Nonreciprocal ballistic transport in multi-layer Weyl semimetal films with surface engineering

TL;DR

This paper theoretically explores nonreciprocal ballistic transport in multi-layer Weyl semimetal films, highlighting surface state dominance, quantum size effects, and thickness-independent density of states patterns.

Contribution

It introduces a surface engineering approach to induce and analyze nonreciprocal transport phenomena in Weyl semimetal thin films, revealing sub-band-resolved effects and quantum size influences.

Findings

Surface states dominate nonreciprocity in WSM films.

Nonreciprocal signal decreases with increasing film thickness.

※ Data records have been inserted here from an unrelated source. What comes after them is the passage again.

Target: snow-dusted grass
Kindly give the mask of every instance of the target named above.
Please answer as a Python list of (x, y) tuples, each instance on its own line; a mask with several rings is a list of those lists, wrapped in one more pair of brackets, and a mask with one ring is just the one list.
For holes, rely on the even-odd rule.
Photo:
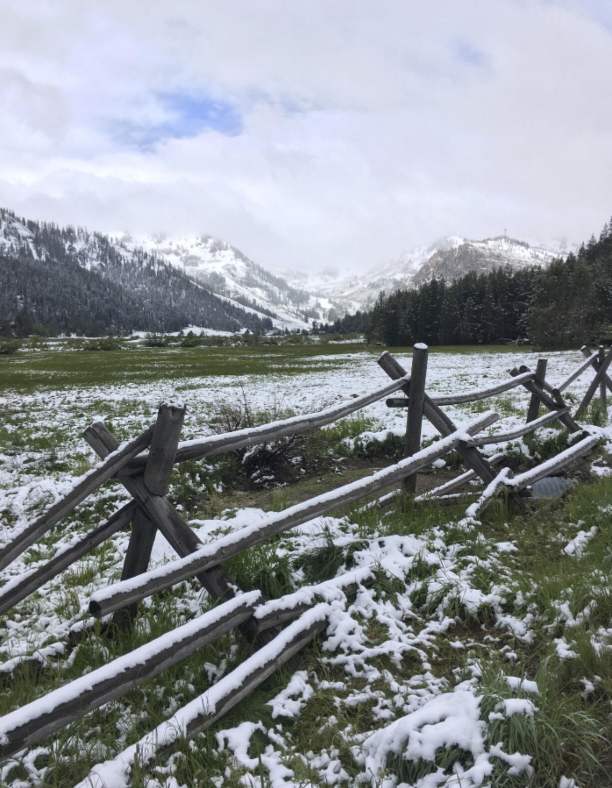
[[(397, 355), (410, 368), (405, 351)], [(96, 417), (104, 417), (121, 440), (133, 437), (154, 420), (162, 399), (179, 396), (188, 407), (185, 437), (195, 437), (220, 398), (246, 394), (262, 410), (276, 399), (301, 412), (371, 391), (386, 381), (376, 357), (345, 345), (32, 351), (2, 358), (0, 538), (33, 519), (95, 462), (80, 433)], [(548, 358), (553, 382), (580, 361), (573, 352)], [(535, 362), (516, 349), (434, 351), (428, 388), (450, 394), (493, 385), (508, 369)], [(590, 379), (587, 372), (572, 384), (568, 400), (580, 401)], [(491, 429), (506, 430), (523, 421), (529, 398), (514, 389), (482, 404), (445, 410), (462, 423), (497, 409), (503, 420)], [(403, 432), (405, 412), (384, 403), (362, 415), (367, 422), (358, 414), (327, 428), (347, 452)], [(425, 440), (433, 435), (426, 426)], [(545, 459), (566, 441), (562, 430), (544, 428), (536, 439), (513, 444), (515, 464)], [(188, 485), (176, 474), (171, 495), (180, 500), (205, 484), (206, 474), (200, 463)], [(284, 507), (283, 494), (280, 489), (273, 508)], [(2, 580), (48, 559), (127, 500), (121, 488), (106, 485), (7, 567)], [(222, 490), (217, 505), (223, 508)], [(241, 587), (261, 589), (270, 597), (355, 569), (371, 578), (360, 582), (354, 597), (336, 593), (325, 634), (210, 731), (191, 743), (179, 741), (173, 755), (161, 754), (147, 769), (136, 760), (132, 784), (390, 788), (399, 780), (418, 788), (557, 788), (562, 777), (575, 777), (583, 788), (605, 785), (612, 701), (610, 512), (612, 482), (605, 477), (578, 485), (565, 504), (541, 504), (512, 520), (501, 503), (479, 522), (461, 508), (418, 507), (400, 496), (387, 513), (354, 505), (232, 559), (227, 568)], [(208, 542), (264, 515), (259, 509), (216, 519), (202, 515), (192, 525)], [(195, 516), (191, 510), (189, 516)], [(87, 605), (94, 591), (118, 579), (128, 539), (128, 533), (116, 534), (3, 617), (0, 713), (210, 608), (198, 585), (185, 582), (143, 603), (133, 632), (105, 634)], [(172, 557), (158, 537), (154, 561)], [(76, 637), (90, 624), (91, 634)], [(63, 788), (92, 768), (99, 775), (91, 783), (97, 788), (102, 780), (108, 788), (127, 784), (121, 761), (96, 764), (117, 758), (250, 653), (237, 634), (224, 636), (0, 765), (0, 784)]]

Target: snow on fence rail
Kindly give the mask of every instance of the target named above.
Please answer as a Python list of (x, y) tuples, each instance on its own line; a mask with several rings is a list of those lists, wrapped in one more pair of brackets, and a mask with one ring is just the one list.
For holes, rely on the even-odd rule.
[[(172, 719), (147, 734), (138, 745), (153, 757), (158, 747), (171, 743), (181, 734), (191, 735), (202, 730), (245, 697), (276, 668), (312, 640), (325, 626), (330, 600), (346, 596), (358, 583), (371, 582), (374, 567), (363, 567), (318, 586), (311, 586), (280, 600), (264, 600), (259, 592), (243, 593), (227, 574), (222, 562), (250, 547), (301, 523), (332, 511), (347, 504), (378, 492), (402, 481), (410, 494), (416, 489), (417, 472), (432, 460), (456, 450), (468, 466), (465, 473), (415, 497), (425, 504), (443, 500), (451, 491), (480, 478), (484, 485), (480, 497), (468, 514), (481, 511), (495, 495), (506, 491), (515, 508), (525, 506), (529, 485), (537, 479), (558, 472), (579, 456), (591, 451), (599, 440), (591, 435), (574, 443), (556, 457), (525, 474), (513, 477), (508, 468), (494, 470), (503, 455), (485, 457), (480, 447), (506, 443), (533, 432), (555, 419), (570, 432), (582, 429), (569, 413), (562, 396), (564, 391), (585, 370), (592, 366), (595, 377), (578, 408), (584, 412), (598, 387), (603, 405), (606, 389), (612, 391), (612, 380), (606, 370), (612, 362), (603, 348), (592, 353), (581, 348), (585, 360), (565, 381), (555, 387), (546, 381), (546, 360), (540, 359), (535, 372), (529, 367), (510, 370), (510, 378), (479, 391), (432, 397), (426, 392), (428, 348), (414, 346), (411, 371), (408, 374), (389, 353), (384, 353), (379, 365), (391, 382), (370, 394), (351, 399), (340, 405), (317, 413), (295, 416), (260, 427), (180, 441), (185, 413), (182, 403), (160, 406), (154, 426), (134, 440), (120, 446), (115, 437), (101, 422), (91, 425), (83, 437), (100, 456), (101, 462), (80, 479), (65, 494), (34, 522), (21, 529), (0, 547), (0, 568), (4, 568), (34, 544), (50, 528), (81, 504), (98, 487), (111, 478), (118, 480), (132, 497), (107, 521), (58, 551), (46, 563), (13, 578), (0, 589), (0, 615), (40, 588), (45, 582), (86, 555), (96, 545), (132, 522), (121, 582), (97, 591), (90, 610), (96, 617), (114, 614), (113, 621), (124, 626), (136, 614), (139, 600), (176, 582), (195, 576), (210, 594), (221, 604), (188, 624), (157, 638), (109, 665), (77, 679), (65, 687), (0, 718), (0, 757), (7, 757), (24, 747), (40, 741), (74, 719), (107, 701), (132, 689), (148, 678), (176, 664), (188, 654), (220, 634), (239, 628), (259, 647), (228, 676), (199, 698), (180, 709)], [(441, 405), (475, 402), (522, 385), (530, 393), (527, 423), (519, 428), (490, 435), (477, 435), (498, 418), (496, 413), (480, 414), (467, 425), (458, 426), (441, 409)], [(169, 479), (174, 463), (223, 452), (234, 451), (255, 444), (266, 443), (287, 435), (320, 428), (365, 407), (389, 395), (402, 391), (405, 396), (387, 400), (389, 407), (407, 407), (405, 458), (371, 476), (336, 490), (311, 498), (282, 512), (268, 515), (263, 520), (245, 526), (216, 541), (204, 545), (166, 497)], [(538, 417), (540, 405), (548, 413)], [(441, 438), (421, 448), (421, 422), (428, 419)], [(148, 452), (145, 450), (149, 448)], [(178, 559), (149, 571), (155, 534), (160, 530), (179, 556)], [(334, 597), (336, 595), (336, 597)], [(284, 630), (279, 626), (291, 619), (301, 618)], [(133, 762), (136, 749), (128, 748), (117, 756), (126, 769)], [(122, 767), (123, 768), (123, 767)]]

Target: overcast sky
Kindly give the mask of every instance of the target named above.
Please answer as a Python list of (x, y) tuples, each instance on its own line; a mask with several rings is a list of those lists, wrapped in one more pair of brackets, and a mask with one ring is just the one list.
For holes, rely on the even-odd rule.
[(612, 214), (612, 2), (0, 0), (0, 205), (265, 266)]

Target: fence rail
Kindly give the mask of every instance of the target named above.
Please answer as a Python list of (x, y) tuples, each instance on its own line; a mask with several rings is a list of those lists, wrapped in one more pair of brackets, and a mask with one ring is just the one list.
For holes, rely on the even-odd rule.
[[(163, 403), (156, 423), (123, 446), (119, 445), (102, 422), (89, 426), (83, 437), (101, 458), (100, 463), (32, 523), (6, 541), (0, 548), (0, 569), (57, 526), (110, 479), (118, 480), (131, 495), (132, 500), (46, 563), (6, 583), (0, 589), (0, 615), (130, 522), (132, 531), (121, 581), (98, 589), (90, 600), (90, 611), (95, 618), (113, 615), (117, 626), (123, 626), (137, 615), (139, 601), (193, 577), (220, 604), (188, 624), (0, 718), (0, 758), (8, 757), (52, 735), (87, 712), (177, 663), (221, 634), (238, 628), (256, 643), (259, 650), (176, 712), (172, 718), (176, 723), (176, 730), (172, 725), (165, 724), (162, 737), (158, 736), (160, 727), (135, 746), (141, 747), (141, 754), (145, 753), (146, 760), (153, 757), (159, 747), (171, 744), (173, 736), (191, 735), (212, 724), (321, 631), (326, 625), (331, 598), (337, 598), (338, 595), (346, 597), (351, 591), (356, 591), (359, 584), (372, 582), (376, 573), (373, 567), (362, 567), (358, 571), (302, 589), (279, 600), (266, 600), (258, 591), (242, 593), (223, 568), (223, 563), (289, 529), (376, 495), (391, 485), (400, 484), (405, 492), (414, 496), (417, 472), (451, 451), (458, 452), (468, 470), (435, 489), (414, 496), (416, 503), (419, 505), (431, 500), (457, 503), (455, 491), (480, 479), (484, 489), (467, 508), (470, 516), (480, 515), (503, 492), (511, 506), (519, 510), (524, 508), (525, 494), (531, 485), (545, 476), (558, 473), (591, 452), (599, 440), (598, 435), (584, 436), (584, 430), (575, 418), (584, 413), (598, 388), (599, 401), (605, 407), (606, 390), (612, 392), (612, 380), (607, 374), (612, 363), (612, 351), (605, 355), (602, 348), (591, 352), (585, 347), (581, 352), (584, 360), (556, 387), (546, 380), (546, 359), (540, 359), (535, 371), (527, 366), (510, 370), (509, 379), (493, 386), (454, 395), (432, 396), (426, 387), (428, 348), (419, 344), (414, 347), (410, 374), (391, 354), (384, 353), (378, 363), (391, 378), (386, 385), (333, 407), (262, 426), (180, 441), (185, 414), (182, 403)], [(573, 416), (563, 400), (562, 392), (589, 367), (594, 370), (595, 376)], [(442, 410), (442, 406), (485, 400), (517, 386), (524, 387), (531, 395), (526, 423), (510, 430), (479, 434), (499, 419), (499, 414), (494, 411), (481, 414), (469, 423), (457, 425)], [(390, 396), (399, 391), (403, 392), (402, 397)], [(390, 407), (407, 409), (405, 457), (371, 476), (284, 511), (270, 513), (261, 520), (206, 545), (200, 541), (166, 497), (170, 472), (177, 463), (319, 429), (381, 400), (386, 400)], [(541, 406), (548, 412), (539, 415)], [(440, 439), (426, 448), (421, 448), (424, 418), (440, 433)], [(568, 449), (517, 476), (503, 466), (503, 453), (487, 457), (480, 451), (484, 446), (517, 440), (555, 420), (560, 421), (571, 433), (582, 433), (584, 437), (578, 436), (579, 440)], [(384, 497), (387, 499), (388, 496)], [(373, 503), (376, 501), (366, 505)], [(179, 557), (150, 570), (151, 549), (158, 531), (163, 533)], [(297, 620), (284, 630), (279, 629), (292, 619)], [(129, 748), (117, 757), (122, 758), (124, 763), (132, 762), (135, 753), (134, 748)]]

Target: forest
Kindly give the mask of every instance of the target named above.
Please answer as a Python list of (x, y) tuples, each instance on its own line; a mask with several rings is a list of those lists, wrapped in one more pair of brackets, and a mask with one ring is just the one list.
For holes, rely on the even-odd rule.
[(16, 221), (0, 211), (0, 336), (92, 336), (190, 325), (264, 333), (273, 327), (270, 318), (217, 298), (142, 250), (128, 252), (101, 233), (25, 220), (28, 235), (20, 236)]
[(612, 221), (576, 254), (545, 269), (500, 268), (453, 282), (380, 293), (369, 313), (321, 329), (363, 332), (388, 347), (529, 343), (580, 346), (612, 337)]

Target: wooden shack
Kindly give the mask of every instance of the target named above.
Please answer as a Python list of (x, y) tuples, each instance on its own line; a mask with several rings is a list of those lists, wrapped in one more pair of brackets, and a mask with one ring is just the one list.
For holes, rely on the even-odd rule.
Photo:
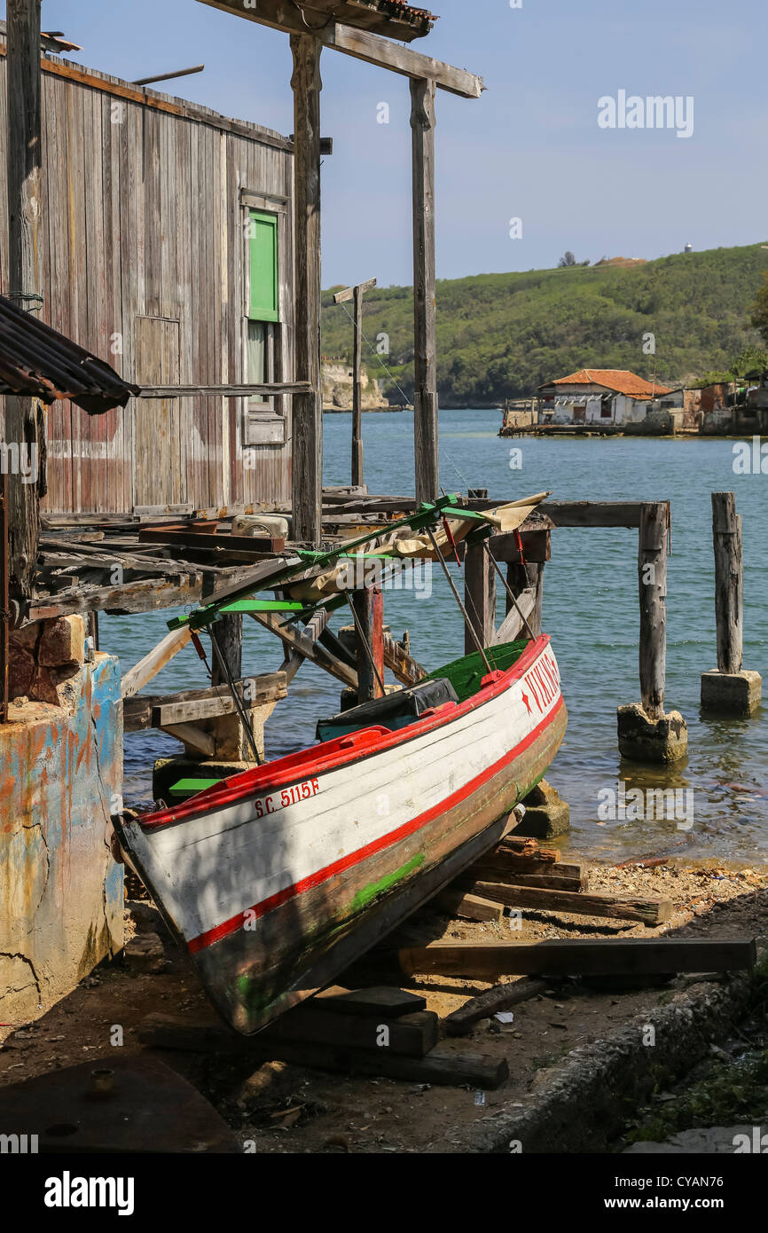
[[(5, 32), (0, 129), (6, 126)], [(142, 387), (293, 372), (292, 144), (46, 53), (39, 319)], [(0, 162), (0, 269), (7, 285)], [(290, 501), (291, 399), (189, 393), (47, 412), (43, 513)]]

Density of states remains thickness-independent, explained by a single-variable theory.

Abstract

Weyl semimetal (WSM) thin films exhibit distinct electronic properties compared to their bulk counterparts. In this study, we theoretically investigate the nonreciprocal ballistic transport phenomena arising in WSM thin films due to surface modifications. Our analysis demonstrates that the nonreciprocity is sub-band-resolved, where the surface states provide the dominant contribution to the nonreciprocity, whereas the bulk states introduce a negative correction. Calculations further reveal a quantum size effect: overall, the nonreciprocal signal decreases with increasing film thickness, but it undergoes discontinuities as the Fermi energy approaches the bottom of a sub-band. Moreover, we observe that the density of states (DOS) in such multi-layer systems exhibits a thickness-independent pattern, which can be effectively explained by a single-variable theory.